Phytochemical Analysis and Anticancer Activity of Salvia chinensis Benth in Colorectal Cancer: An Integrated Transcriptomic and Bioinformatic Study

Background/Objectives: Salvia chinensis Benth (SJC), as a traditional medicinal plant, has garnered significant attention for its extensive pharmacological activities. However, a systematic investigation of its comprehensive chemical profile and the underlying mechanisms in colorectal cancer (CRC) remains to be elucidated. This study aims to elucidate the active compounds and targets responsible for the anti-colorectal cancer effects of the aqueous extract of SJC. Methods: An integrated strategy was employed. The chemical profile of the SJC aqueous extract was analyzed by UPLC-MS/MS. Its anticancer activities, including effects on cell proliferation, migration, and apoptosis, were evaluated using the HCT-116 CRC cell line. An integrated transcriptomic and bioinformatic approach, followed by protein–protein interaction (PPI) network analysis, was used to identify key molecular pathways and targets. Finally, molecular docking and cellular assays were performed to screen for potential bioactive compounds.

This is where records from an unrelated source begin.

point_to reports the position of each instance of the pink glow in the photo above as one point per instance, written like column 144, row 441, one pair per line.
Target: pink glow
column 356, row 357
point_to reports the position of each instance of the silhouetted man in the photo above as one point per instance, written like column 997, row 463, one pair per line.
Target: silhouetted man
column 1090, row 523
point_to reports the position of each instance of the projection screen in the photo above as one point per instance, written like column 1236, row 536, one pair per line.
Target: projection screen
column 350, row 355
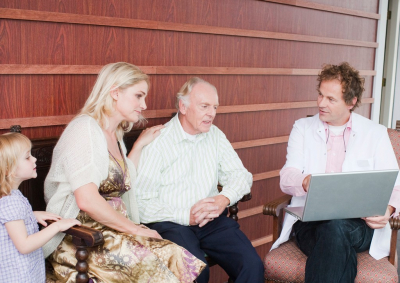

Results: A total of 60 natural compounds were tentatively identified in SJC. SJC inhibited the proliferation, migration, and invasion of HCT-116 colorectal cancer cells. Through combined transcriptomic and bioinformatic analysis, four candidate key genes were initially identified. Further PPI network analysis prioritized CXCL8 as a key candidate among the four candidate targets. Molecular docking against CXCL8, together with subsequent cellular experiments, validated naringenin as a potential bioactive constituent contributing to the anti-CRC activity of SJC. Conclusions: This study provides a comprehensive chemical profile of SJC and offers significant insights into its potential anticancer mechanisms in CRC by identifying candidate targets and a potential bioactive constituent. While these findings are preliminary and require further experimental validation through additional CRC cell lines and in vivo models, they establish a solid foundation for future research into the therapeutic applications of SJC for colorectal cancer. These planned studies will help to further elucidate the underlying mechanisms and assess the translational potential of SJC.